An explosion that rocked central Kabul on early Wednesday evening is believed to have been targeted towards employees of a local Afghan news organisation.
The suicide bomber attacked a minibus carrying employees of Kaboora Productions, that works for Moby Group - a very popular media organisation that runs several news and entertainment channels in Afghanistan. Six individuals are believed to have been killed while 27 have been wounded in today's attack. There were 33 employees in the bus including women.
Taliban has claimed responsibility for the attack, in a recent statement. A few months ago, the Taliban had declared TOLO news, a news channel run by Moby group, as well as another local news channel as a military target.
In a statement in October, the 'military commission' of the Taliban declared two major Afghan news networks as military targets. The statement, published on social media accounts attributed to the Taliban, stated, "The Islamic Emirate of Afghanistan from now onwards does not recognise Tolo and 1 TV channels as media outlets but designates them as military objectives due to their disrespectful and hostile actions towards the Afghan Mujahid nation."

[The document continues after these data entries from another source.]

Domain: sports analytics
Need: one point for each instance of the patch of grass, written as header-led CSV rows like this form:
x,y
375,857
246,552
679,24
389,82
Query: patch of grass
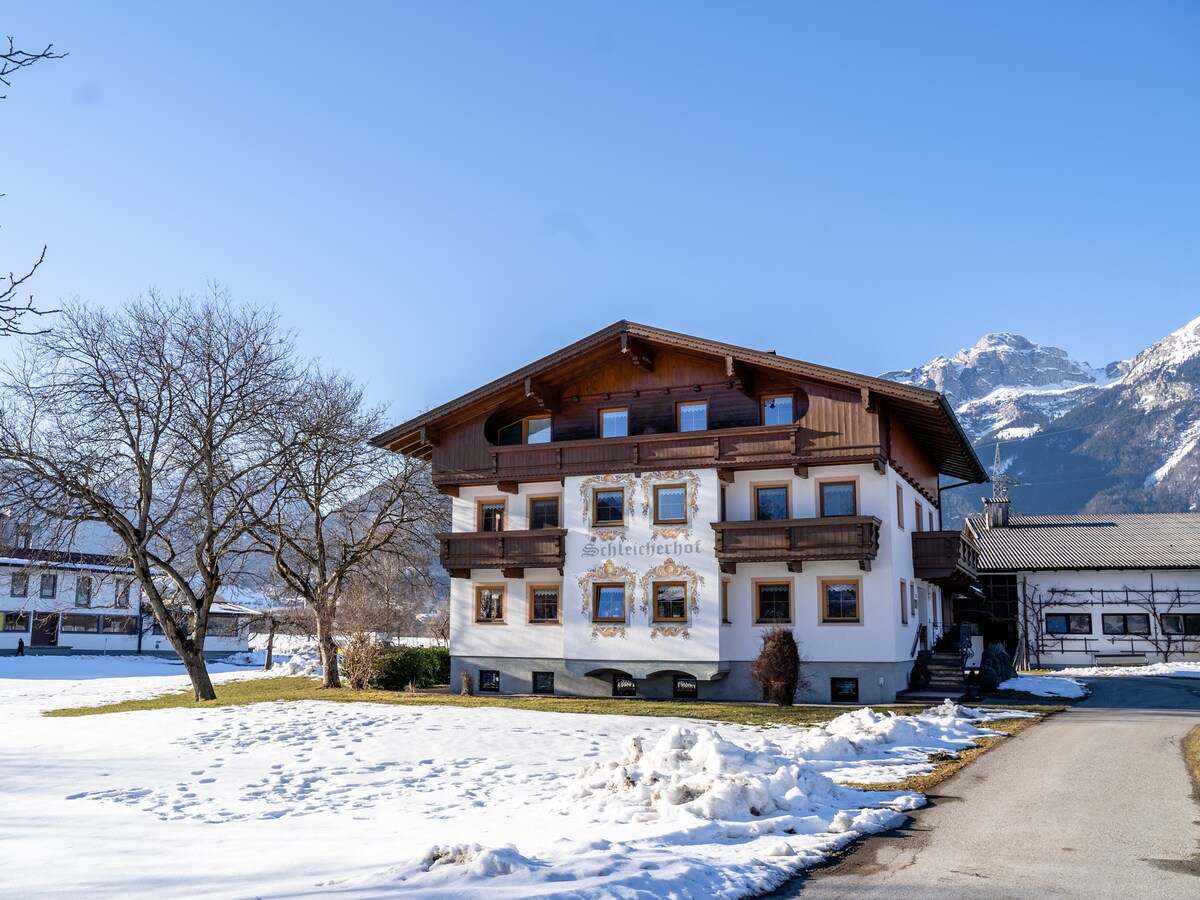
x,y
1192,757
946,765
293,688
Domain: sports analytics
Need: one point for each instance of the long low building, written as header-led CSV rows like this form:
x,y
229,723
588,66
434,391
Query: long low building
x,y
633,513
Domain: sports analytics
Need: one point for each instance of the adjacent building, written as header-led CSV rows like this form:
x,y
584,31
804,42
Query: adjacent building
x,y
633,511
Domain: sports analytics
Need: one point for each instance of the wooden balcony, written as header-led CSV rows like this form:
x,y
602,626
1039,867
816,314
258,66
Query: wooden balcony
x,y
511,551
947,558
720,448
797,541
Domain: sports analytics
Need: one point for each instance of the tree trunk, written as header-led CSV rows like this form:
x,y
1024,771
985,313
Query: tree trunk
x,y
328,647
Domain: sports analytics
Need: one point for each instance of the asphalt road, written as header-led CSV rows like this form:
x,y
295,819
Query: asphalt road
x,y
1093,803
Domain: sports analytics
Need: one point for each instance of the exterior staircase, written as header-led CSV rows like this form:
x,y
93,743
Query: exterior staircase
x,y
935,677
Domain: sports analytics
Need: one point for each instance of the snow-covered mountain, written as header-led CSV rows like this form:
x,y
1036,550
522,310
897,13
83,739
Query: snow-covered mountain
x,y
1080,439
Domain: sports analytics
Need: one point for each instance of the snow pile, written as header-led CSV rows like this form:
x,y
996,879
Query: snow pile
x,y
1175,670
1045,687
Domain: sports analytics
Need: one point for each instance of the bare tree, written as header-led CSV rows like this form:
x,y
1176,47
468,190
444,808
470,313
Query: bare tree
x,y
12,306
149,419
339,504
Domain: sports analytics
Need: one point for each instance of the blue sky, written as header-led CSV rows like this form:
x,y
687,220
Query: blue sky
x,y
433,195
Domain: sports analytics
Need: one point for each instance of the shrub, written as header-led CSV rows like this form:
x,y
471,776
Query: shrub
x,y
419,666
778,667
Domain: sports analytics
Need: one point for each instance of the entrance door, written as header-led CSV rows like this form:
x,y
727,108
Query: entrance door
x,y
46,630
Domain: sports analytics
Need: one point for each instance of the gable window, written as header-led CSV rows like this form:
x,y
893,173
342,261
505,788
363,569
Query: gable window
x,y
773,603
544,603
491,515
1069,623
489,604
769,502
609,603
609,507
1126,623
670,504
543,513
693,415
777,409
615,423
839,600
839,498
671,601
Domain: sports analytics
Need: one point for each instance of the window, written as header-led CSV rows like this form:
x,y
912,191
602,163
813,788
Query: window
x,y
693,415
491,515
670,504
671,601
609,603
544,603
615,423
1126,623
773,603
489,681
623,685
839,498
129,625
843,690
543,513
489,604
778,409
769,502
685,688
1181,624
839,600
1063,623
79,624
609,507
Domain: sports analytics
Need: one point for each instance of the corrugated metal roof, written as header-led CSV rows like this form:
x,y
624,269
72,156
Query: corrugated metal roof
x,y
1120,541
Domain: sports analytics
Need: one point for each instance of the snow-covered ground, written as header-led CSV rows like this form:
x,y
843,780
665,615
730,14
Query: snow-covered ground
x,y
1176,670
299,799
1045,687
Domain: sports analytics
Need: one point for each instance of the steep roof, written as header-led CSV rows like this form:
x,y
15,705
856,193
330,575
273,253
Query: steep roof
x,y
929,413
1120,541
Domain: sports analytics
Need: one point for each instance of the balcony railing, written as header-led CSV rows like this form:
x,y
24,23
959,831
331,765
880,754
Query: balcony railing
x,y
798,540
946,558
511,551
719,448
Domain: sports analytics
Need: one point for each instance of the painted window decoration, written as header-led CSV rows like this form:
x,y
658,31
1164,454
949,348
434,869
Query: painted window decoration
x,y
773,604
544,604
769,503
1068,623
489,681
489,604
694,415
1126,623
839,601
778,409
615,423
839,498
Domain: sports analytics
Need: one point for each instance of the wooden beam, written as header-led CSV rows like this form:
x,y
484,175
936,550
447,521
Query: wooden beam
x,y
637,352
739,376
543,395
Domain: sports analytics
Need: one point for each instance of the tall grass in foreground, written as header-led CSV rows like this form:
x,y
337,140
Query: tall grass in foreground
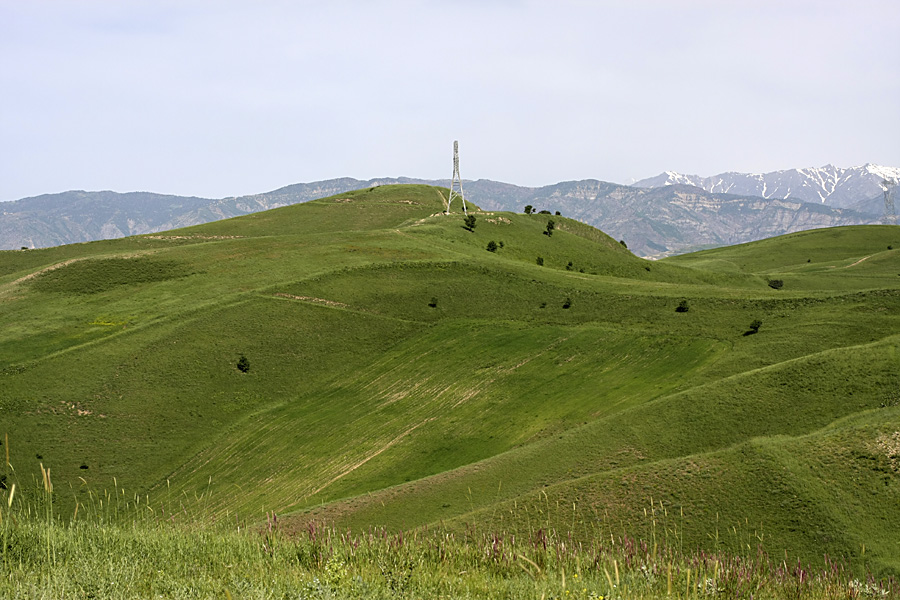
x,y
111,548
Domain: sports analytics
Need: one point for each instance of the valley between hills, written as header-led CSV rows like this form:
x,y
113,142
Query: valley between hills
x,y
364,361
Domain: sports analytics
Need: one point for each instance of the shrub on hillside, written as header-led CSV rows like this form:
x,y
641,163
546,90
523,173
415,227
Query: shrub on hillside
x,y
551,225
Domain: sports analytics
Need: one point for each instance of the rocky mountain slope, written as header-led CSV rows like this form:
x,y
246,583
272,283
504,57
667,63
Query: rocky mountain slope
x,y
666,215
855,187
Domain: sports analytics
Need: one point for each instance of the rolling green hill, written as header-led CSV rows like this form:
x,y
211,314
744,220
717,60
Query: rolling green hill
x,y
400,374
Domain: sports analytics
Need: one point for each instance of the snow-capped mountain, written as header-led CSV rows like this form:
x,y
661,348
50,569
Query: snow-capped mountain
x,y
855,187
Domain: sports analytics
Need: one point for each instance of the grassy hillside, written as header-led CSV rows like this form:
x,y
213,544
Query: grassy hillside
x,y
400,374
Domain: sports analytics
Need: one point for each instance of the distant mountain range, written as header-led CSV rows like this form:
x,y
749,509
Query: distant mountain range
x,y
667,214
855,188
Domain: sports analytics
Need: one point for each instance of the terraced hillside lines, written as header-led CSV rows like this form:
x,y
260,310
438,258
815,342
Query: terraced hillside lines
x,y
467,390
629,457
367,360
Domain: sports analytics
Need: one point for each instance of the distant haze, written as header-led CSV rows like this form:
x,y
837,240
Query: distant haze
x,y
227,98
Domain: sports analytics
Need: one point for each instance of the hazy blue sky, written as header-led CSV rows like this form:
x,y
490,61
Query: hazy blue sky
x,y
230,97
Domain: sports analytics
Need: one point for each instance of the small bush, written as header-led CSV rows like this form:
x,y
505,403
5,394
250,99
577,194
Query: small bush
x,y
754,327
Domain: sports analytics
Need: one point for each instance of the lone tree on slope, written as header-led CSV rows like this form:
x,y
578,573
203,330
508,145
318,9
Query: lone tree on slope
x,y
551,225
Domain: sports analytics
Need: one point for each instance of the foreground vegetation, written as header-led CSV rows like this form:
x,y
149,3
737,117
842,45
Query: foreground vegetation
x,y
366,362
120,549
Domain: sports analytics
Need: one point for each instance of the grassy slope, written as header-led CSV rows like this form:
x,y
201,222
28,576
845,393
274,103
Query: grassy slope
x,y
359,390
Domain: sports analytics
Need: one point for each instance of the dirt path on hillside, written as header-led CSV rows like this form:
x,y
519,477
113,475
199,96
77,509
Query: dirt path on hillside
x,y
859,261
314,300
387,446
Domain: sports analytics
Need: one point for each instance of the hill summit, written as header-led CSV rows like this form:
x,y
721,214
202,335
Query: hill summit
x,y
366,360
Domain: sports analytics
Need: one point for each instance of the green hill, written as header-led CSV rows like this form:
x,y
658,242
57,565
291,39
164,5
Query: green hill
x,y
401,374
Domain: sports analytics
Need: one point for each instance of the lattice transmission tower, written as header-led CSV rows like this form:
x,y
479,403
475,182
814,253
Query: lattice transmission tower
x,y
456,181
890,212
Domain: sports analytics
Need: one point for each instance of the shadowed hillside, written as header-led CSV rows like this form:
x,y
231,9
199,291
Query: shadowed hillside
x,y
397,372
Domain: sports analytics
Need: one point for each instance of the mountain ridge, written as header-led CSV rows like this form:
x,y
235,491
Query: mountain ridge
x,y
656,217
833,186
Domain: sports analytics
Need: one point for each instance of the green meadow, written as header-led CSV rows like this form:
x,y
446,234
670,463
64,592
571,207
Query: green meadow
x,y
400,379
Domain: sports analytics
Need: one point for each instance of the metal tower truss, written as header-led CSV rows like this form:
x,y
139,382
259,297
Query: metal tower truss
x,y
456,181
890,212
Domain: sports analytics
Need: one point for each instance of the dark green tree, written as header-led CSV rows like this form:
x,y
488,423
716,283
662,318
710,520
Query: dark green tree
x,y
551,225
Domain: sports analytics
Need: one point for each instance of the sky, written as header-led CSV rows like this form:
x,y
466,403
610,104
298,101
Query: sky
x,y
232,97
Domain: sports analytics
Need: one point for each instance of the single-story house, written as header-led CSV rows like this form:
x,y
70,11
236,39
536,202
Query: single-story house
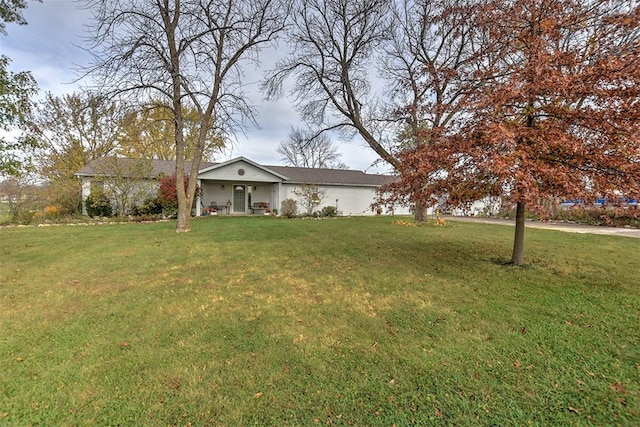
x,y
242,186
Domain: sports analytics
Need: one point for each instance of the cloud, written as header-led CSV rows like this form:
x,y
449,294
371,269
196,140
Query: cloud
x,y
49,47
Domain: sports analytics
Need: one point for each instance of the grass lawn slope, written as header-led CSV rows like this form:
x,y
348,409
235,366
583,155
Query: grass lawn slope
x,y
354,321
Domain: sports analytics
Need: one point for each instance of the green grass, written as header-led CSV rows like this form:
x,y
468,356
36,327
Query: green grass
x,y
356,321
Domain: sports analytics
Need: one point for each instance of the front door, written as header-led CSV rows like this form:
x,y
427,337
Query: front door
x,y
239,198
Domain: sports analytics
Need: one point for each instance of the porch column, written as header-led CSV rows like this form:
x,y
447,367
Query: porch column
x,y
85,192
199,198
278,191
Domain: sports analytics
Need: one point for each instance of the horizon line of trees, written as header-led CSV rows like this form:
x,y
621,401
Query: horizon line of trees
x,y
526,99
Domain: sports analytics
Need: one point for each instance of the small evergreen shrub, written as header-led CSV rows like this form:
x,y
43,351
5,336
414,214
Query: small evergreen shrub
x,y
329,211
289,208
98,204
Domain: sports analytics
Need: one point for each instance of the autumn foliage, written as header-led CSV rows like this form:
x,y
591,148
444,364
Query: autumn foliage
x,y
167,192
553,111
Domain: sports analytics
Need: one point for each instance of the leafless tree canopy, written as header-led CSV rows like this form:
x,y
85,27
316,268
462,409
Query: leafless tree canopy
x,y
306,151
190,53
333,50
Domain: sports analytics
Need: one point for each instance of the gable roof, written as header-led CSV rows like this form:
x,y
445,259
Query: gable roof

"Henceforth no employee, anchor, office, news team and reporter of these TV channels hold any immunity," they stated.
The attack has been severely condemned across social media especially by the Afghan media community. Afghan Chief Executive has ordered the security forces to provide increased security to media and journalists with all alertness.
Unfortunately, in the terrorist attack today in Darulaman Road in Kabul, we lost 7 staff members.- Lotfullah Najafizada (@LNajafizada) January 20, 2016
TOLO journalists, however, remained vocally defiant against Taliban.
Anchor at @TOLOnews strikes defiant tone after today's attack: "You cannot silence our voice."- Ahmad Shuja احمدشجاع (@AhmadShuja) January 20, 2016
Saad Mohseni, CEO of Moby group that own TOLO, much like most of the Afghan media community, remained defiant against the Taliban backlash. In a recent piece in Wall Street Journal, titled 'Afghanistan is a better place-and the Taliban hate it', he addressed the threats to the media and free speech in Afghanistan.